Machine learning-based approaches to Vis-NIR data for the automated characterization of petroleum wax blends

Spectrochim Acta A Mol Biomol Spectrosc. 2024 Apr 5:310:123910. doi: 10.1016/j.saa.2024.123910. Epub 2024 Jan 18.

Abstract

Petroleum waxes are products derived from lubricating oils with a wide spectrum of industrial and consumer applications that depend on their composition. In addition, the intended applications of this product are also subject to the practice of blending petroleum waxes with different chemical characteristics (e.g., paraffin waxes and microwaxes) to achieve the appropriate physicochemical properties. This study introduces a novel method based on visible and near-infrared spectroscopy (Vis-NIR) combined with machine learning (ML) for the characterization of blends of the two types of commonly marketed petroleum waxes (paraffin waxes and microwaxes). With spectroscopic data, Partial Least Squared Regression (PLSR), Support Vector Regression (SVR), and Random Forest (RF) Regression-based regression ML models have been developed, obtaining satisfactory results for the characterization of the percentage of blending in petroleum waxes. Moreover, strategies using wrapper variable selection methods like the Boruta algorithm and Genetic Algorithm (GA) have been implemented to assess if fewer predictors enhance model performance.
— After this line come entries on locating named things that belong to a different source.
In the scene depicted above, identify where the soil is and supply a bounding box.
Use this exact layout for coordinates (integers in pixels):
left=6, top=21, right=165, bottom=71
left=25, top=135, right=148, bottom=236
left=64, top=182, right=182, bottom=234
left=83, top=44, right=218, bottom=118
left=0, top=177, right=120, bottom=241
Particularly, the application of wrapper variable selection methods, specifically the Boruta algorithm, has led to an improvement in the performance of the models obtained. Results obtained by the Boruta-PLS model showed the best performance with an RMSE of 2.972 and an R2 of 0.9925 for the test set and an RMSE of 1.814 and an R2 of 0.9977 for the external validation set. Additionally, this model allowed for establishing the relative importance of the variables in the characterization of the waxes mixture, pointing out that the hydrocarbon content ratio is critical in the determination of this value. An interactive web application was developed using the best model developed for easy processing of the data by the users.

Keywords: Boruta algorithm; Genetic Algorithm; Machine learning; Paraffins; Petroleum waxes; Visible-near infrared spectroscopy.